As regulators broaden their enforcement of the new rules in Europe, the GDPR’s principle of “purpose limitation” will begin to prevent dominant platforms from using data that they have collected for one purpose at one end of their business to the benefit of other parts of their business in a way that currently disadvantages new entrants. In general, platform giants will need “opt-in” consent for each purpose for which they want to use consumers’ data. This will create a breathing space for new entrants to emerge.
The character of the GDPR is congruent with the United States’ understanding of privacy. Indeed, the primary principles of the GDPR are based on principles that the United States already endorsed in 1980, in the OECD Guidelines on the Protection of Privacy and Transborder Flows of Personal Data. These previously endorsed principles include a GDPR-like definition of “personal data”. It is also worth noting that many features of the GDPR have been sought by the FTC for over a decade.

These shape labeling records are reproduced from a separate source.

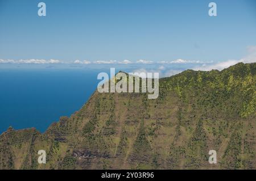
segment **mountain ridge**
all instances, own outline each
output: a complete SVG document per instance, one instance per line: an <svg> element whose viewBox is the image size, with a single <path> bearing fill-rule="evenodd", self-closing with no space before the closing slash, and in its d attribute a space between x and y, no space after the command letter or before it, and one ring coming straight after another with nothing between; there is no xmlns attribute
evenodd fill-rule
<svg viewBox="0 0 256 181"><path fill-rule="evenodd" d="M256 63L187 70L159 79L156 100L96 91L43 133L1 134L0 169L255 169L255 71ZM37 163L40 149L47 164Z"/></svg>

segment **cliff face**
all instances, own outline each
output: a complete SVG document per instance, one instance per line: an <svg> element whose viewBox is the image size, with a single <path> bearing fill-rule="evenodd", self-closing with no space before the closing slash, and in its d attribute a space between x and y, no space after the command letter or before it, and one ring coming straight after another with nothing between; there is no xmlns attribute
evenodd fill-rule
<svg viewBox="0 0 256 181"><path fill-rule="evenodd" d="M255 79L256 63L240 63L160 79L157 99L96 91L44 134L2 134L0 169L255 169Z"/></svg>

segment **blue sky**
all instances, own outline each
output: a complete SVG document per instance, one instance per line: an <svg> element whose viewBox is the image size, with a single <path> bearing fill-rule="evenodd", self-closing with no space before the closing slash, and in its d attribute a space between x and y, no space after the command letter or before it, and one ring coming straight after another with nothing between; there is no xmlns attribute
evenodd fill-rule
<svg viewBox="0 0 256 181"><path fill-rule="evenodd" d="M40 2L46 17L38 15ZM210 2L216 17L208 15ZM0 0L0 24L2 62L217 64L256 52L254 0Z"/></svg>

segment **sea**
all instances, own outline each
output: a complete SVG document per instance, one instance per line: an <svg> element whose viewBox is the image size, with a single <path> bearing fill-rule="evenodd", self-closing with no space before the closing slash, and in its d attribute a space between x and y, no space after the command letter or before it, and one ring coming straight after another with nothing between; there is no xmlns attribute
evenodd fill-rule
<svg viewBox="0 0 256 181"><path fill-rule="evenodd" d="M36 128L43 133L79 110L97 89L100 70L0 69L0 134Z"/></svg>

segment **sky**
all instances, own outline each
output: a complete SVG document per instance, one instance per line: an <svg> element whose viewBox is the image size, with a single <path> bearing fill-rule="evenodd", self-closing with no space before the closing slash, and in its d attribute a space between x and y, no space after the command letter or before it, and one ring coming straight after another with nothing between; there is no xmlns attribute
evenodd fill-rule
<svg viewBox="0 0 256 181"><path fill-rule="evenodd" d="M38 15L40 2L46 16ZM208 15L210 2L217 16ZM256 62L254 0L0 0L0 68L188 64L208 70L240 61Z"/></svg>

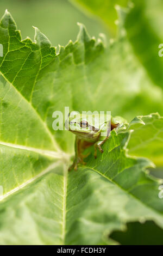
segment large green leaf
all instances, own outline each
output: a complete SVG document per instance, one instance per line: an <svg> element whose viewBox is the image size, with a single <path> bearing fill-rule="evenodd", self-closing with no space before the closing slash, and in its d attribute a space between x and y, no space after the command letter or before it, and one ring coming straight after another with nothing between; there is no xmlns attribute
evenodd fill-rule
<svg viewBox="0 0 163 256"><path fill-rule="evenodd" d="M116 21L117 14L115 7L120 5L127 5L128 0L70 0L70 2L79 6L84 11L99 17L107 26L111 33L114 34L116 30Z"/></svg>
<svg viewBox="0 0 163 256"><path fill-rule="evenodd" d="M158 166L163 166L163 118L158 114L137 117L127 130L132 130L129 154L149 158Z"/></svg>
<svg viewBox="0 0 163 256"><path fill-rule="evenodd" d="M162 228L159 181L144 172L153 164L126 155L130 129L113 130L103 155L95 160L91 154L85 166L68 174L74 137L52 129L53 111L64 113L66 106L129 119L163 113L162 94L134 55L126 54L132 50L126 38L105 48L80 25L77 40L58 53L37 28L35 39L22 41L5 13L0 23L0 243L113 244L108 235L129 221L152 220ZM134 123L136 135L140 120Z"/></svg>

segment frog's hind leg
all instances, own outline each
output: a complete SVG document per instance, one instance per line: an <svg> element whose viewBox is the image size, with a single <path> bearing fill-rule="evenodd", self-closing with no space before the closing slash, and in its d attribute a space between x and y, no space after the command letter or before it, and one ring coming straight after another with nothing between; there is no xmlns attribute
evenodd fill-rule
<svg viewBox="0 0 163 256"><path fill-rule="evenodd" d="M97 158L97 149L98 149L99 152L101 153L103 153L104 152L104 150L101 147L101 145L105 142L105 141L108 139L108 137L106 137L106 138L103 140L101 141L98 141L95 143L95 154L94 154L94 157L95 159Z"/></svg>

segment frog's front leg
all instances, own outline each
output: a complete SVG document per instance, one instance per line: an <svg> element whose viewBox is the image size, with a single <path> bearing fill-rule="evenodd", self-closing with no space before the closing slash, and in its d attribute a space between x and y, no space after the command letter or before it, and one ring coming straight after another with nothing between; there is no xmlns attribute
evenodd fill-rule
<svg viewBox="0 0 163 256"><path fill-rule="evenodd" d="M83 161L83 156L82 155L82 146L81 139L76 137L75 142L75 159L73 164L69 167L68 171L70 171L72 169L74 169L74 170L77 170L79 163L82 163L82 164L85 164L85 162Z"/></svg>
<svg viewBox="0 0 163 256"><path fill-rule="evenodd" d="M104 150L102 148L101 146L103 144L104 144L106 141L108 139L109 136L106 136L104 139L103 141L99 141L96 142L95 143L95 154L94 154L94 157L95 159L97 158L97 149L98 149L99 152L101 153L103 153L104 152Z"/></svg>

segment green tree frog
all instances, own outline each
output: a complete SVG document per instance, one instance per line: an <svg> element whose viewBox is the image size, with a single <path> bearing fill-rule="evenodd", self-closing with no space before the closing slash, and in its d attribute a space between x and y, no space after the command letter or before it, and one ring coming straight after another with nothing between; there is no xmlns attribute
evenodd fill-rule
<svg viewBox="0 0 163 256"><path fill-rule="evenodd" d="M69 170L72 169L77 170L79 163L85 164L84 159L87 155L84 155L83 152L89 147L94 145L95 158L97 150L103 153L102 145L108 139L110 131L127 123L121 117L113 118L109 114L93 113L89 114L72 112L65 123L66 129L76 136L75 159Z"/></svg>

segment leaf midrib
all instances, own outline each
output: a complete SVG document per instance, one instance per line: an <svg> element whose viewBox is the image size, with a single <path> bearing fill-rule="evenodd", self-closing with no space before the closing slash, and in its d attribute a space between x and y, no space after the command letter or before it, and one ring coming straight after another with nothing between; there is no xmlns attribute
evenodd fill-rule
<svg viewBox="0 0 163 256"><path fill-rule="evenodd" d="M129 194L131 197L133 197L135 199L139 201L141 204L143 204L143 205L145 205L147 208L149 208L151 210L152 210L153 211L155 212L156 214L159 214L159 215L161 215L161 217L163 217L163 215L161 214L161 213L160 212L159 212L159 211L157 211L156 210L154 209L153 208L152 208L150 206L149 206L148 204L146 204L145 202L142 202L142 201L141 201L141 200L138 197L136 197L135 196L134 196L134 194L131 193L129 191L125 190L122 187L120 186L119 184L115 182L115 181L114 181L111 179L109 179L109 178L107 177L107 176L106 176L104 174L101 173L100 172L99 172L97 170L96 170L95 169L94 169L92 167L90 167L90 166L84 166L84 167L87 167L88 168L89 168L89 169L93 170L94 172L96 172L96 173L98 173L99 174L102 175L104 178L105 178L107 180L109 180L109 181L110 181L111 183L112 183L115 185L117 186L120 188L121 188L122 190L123 190L123 191L124 191L126 193L128 193L128 194Z"/></svg>
<svg viewBox="0 0 163 256"><path fill-rule="evenodd" d="M52 132L51 132L50 130L49 129L48 127L47 126L47 123L43 121L43 119L41 118L40 115L39 114L39 113L36 111L36 110L34 108L34 106L33 105L29 102L23 95L22 94L17 90L17 89L14 86L14 85L4 76L4 75L2 73L0 72L0 75L1 75L10 84L11 86L14 87L15 90L17 92L17 93L21 95L21 96L23 99L23 100L27 103L27 104L29 105L30 107L32 108L33 111L34 111L36 115L38 117L39 119L41 120L41 123L43 124L43 126L44 126L45 130L46 131L47 133L48 133L48 136L49 136L51 141L53 143L53 145L55 149L58 151L58 152L61 152L62 150L61 150L59 145L58 145L58 143L57 142L55 139L54 139L54 137L53 136L53 135Z"/></svg>

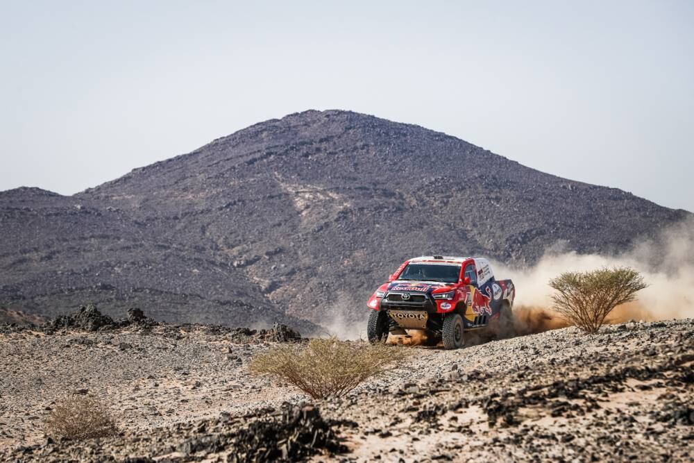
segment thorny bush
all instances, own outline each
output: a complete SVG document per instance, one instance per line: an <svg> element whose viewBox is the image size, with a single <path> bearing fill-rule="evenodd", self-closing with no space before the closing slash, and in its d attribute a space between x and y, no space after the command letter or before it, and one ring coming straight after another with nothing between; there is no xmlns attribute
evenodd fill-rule
<svg viewBox="0 0 694 463"><path fill-rule="evenodd" d="M550 280L556 292L554 308L571 323L594 333L616 306L636 299L646 287L638 271L628 267L568 271Z"/></svg>
<svg viewBox="0 0 694 463"><path fill-rule="evenodd" d="M278 346L258 354L250 369L321 398L346 394L365 380L393 369L409 353L394 346L314 339L307 345Z"/></svg>
<svg viewBox="0 0 694 463"><path fill-rule="evenodd" d="M118 432L106 406L92 396L68 396L56 402L46 420L46 433L56 439L82 440Z"/></svg>

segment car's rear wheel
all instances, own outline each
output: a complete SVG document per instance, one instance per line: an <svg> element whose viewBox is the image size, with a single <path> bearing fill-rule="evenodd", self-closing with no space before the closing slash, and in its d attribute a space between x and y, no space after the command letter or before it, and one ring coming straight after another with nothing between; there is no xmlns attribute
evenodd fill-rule
<svg viewBox="0 0 694 463"><path fill-rule="evenodd" d="M443 348L457 349L463 346L463 317L459 314L448 314L443 319L441 330Z"/></svg>
<svg viewBox="0 0 694 463"><path fill-rule="evenodd" d="M371 310L366 324L366 339L372 344L385 342L388 339L389 325L387 313Z"/></svg>

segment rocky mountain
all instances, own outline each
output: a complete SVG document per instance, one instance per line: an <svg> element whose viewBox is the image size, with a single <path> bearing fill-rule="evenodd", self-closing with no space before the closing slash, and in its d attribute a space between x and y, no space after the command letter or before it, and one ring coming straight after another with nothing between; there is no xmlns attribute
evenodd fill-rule
<svg viewBox="0 0 694 463"><path fill-rule="evenodd" d="M362 320L408 256L522 265L557 244L623 250L691 215L417 126L312 110L73 196L0 193L0 305L306 331Z"/></svg>

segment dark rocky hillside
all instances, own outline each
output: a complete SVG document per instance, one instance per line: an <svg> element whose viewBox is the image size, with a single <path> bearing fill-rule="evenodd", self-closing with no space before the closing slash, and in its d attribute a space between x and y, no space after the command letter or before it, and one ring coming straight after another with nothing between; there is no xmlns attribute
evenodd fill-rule
<svg viewBox="0 0 694 463"><path fill-rule="evenodd" d="M296 319L362 319L408 256L618 251L690 215L417 126L307 111L74 196L0 193L0 305L305 331Z"/></svg>

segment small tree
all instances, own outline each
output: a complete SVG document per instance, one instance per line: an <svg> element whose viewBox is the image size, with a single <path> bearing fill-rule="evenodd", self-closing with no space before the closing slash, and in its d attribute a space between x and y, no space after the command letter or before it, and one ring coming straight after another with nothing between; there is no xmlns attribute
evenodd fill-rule
<svg viewBox="0 0 694 463"><path fill-rule="evenodd" d="M550 280L556 293L554 308L587 333L594 333L612 309L636 299L648 286L638 271L628 267L568 271Z"/></svg>
<svg viewBox="0 0 694 463"><path fill-rule="evenodd" d="M395 346L311 339L308 345L278 346L257 354L251 373L269 375L314 398L344 396L362 381L393 369L409 351Z"/></svg>

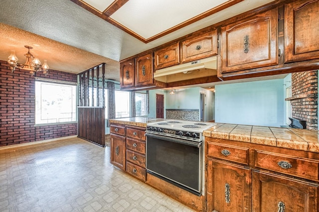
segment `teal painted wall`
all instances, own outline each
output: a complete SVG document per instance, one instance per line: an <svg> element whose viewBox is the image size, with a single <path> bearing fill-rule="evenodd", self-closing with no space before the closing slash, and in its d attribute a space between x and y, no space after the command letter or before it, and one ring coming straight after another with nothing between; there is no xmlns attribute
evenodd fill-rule
<svg viewBox="0 0 319 212"><path fill-rule="evenodd" d="M284 79L216 85L216 122L285 125Z"/></svg>

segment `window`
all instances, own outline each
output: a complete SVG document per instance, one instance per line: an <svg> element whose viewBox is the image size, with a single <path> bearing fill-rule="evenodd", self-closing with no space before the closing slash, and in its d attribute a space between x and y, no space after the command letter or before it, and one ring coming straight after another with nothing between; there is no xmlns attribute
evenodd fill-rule
<svg viewBox="0 0 319 212"><path fill-rule="evenodd" d="M115 91L115 117L130 117L130 92Z"/></svg>
<svg viewBox="0 0 319 212"><path fill-rule="evenodd" d="M147 114L147 94L135 93L135 112L137 116L144 116Z"/></svg>
<svg viewBox="0 0 319 212"><path fill-rule="evenodd" d="M74 84L35 81L35 124L76 121Z"/></svg>

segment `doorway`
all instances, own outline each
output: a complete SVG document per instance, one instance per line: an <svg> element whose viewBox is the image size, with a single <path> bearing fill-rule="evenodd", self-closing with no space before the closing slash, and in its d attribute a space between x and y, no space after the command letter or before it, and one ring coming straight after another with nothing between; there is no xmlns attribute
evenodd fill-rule
<svg viewBox="0 0 319 212"><path fill-rule="evenodd" d="M199 108L199 117L200 121L205 121L205 94L200 93L200 104Z"/></svg>
<svg viewBox="0 0 319 212"><path fill-rule="evenodd" d="M164 95L156 95L156 117L164 118Z"/></svg>

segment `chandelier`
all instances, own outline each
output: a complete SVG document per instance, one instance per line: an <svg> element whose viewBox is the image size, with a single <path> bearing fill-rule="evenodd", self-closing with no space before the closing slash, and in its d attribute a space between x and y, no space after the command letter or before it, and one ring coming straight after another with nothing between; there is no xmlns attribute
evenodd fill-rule
<svg viewBox="0 0 319 212"><path fill-rule="evenodd" d="M170 94L171 95L173 95L175 94L175 92L174 92L174 91L173 91L173 89L171 89L171 91L169 92L169 94Z"/></svg>
<svg viewBox="0 0 319 212"><path fill-rule="evenodd" d="M10 65L12 73L13 73L15 68L18 68L29 71L31 76L34 76L35 73L38 71L43 71L44 75L46 76L49 73L49 68L46 60L44 60L43 64L40 65L40 60L37 58L33 57L33 55L30 52L30 49L32 49L33 48L29 46L24 46L24 47L28 49L28 53L24 55L26 57L26 61L24 64L17 63L18 58L15 56L15 51L14 50L11 51L11 54L8 57L9 58L8 63Z"/></svg>

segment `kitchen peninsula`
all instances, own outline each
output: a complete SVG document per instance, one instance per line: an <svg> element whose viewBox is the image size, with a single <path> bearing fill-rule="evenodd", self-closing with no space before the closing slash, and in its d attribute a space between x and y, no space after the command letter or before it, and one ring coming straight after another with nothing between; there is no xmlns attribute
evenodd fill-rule
<svg viewBox="0 0 319 212"><path fill-rule="evenodd" d="M131 117L110 123L143 131L148 123L165 120ZM144 181L197 211L318 210L317 130L217 123L203 135L205 191L201 197L146 173ZM141 141L145 143L145 138Z"/></svg>

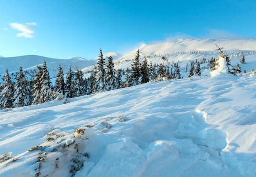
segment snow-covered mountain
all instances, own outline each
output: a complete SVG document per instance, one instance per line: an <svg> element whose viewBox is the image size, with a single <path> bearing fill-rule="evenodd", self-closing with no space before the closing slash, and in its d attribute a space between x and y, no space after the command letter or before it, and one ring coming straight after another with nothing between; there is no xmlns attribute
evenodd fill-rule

In the coming years, common GDPR-like standards for commercial use of consumers’ personal data will apply in the EU, Britain (post EU), Japan, India, Brazil, South Korea, Argentina, and China, for civil and commercial use of personal data. These countries account for 51% of global GDP. A common standard reduces friction and uncertainty, allowing companies from these countries to operate and innovate together with greater efficiency. A United States GDPR-like standard will ensure our position and competitive edge as leaders in technology and innovation in the global marketplace.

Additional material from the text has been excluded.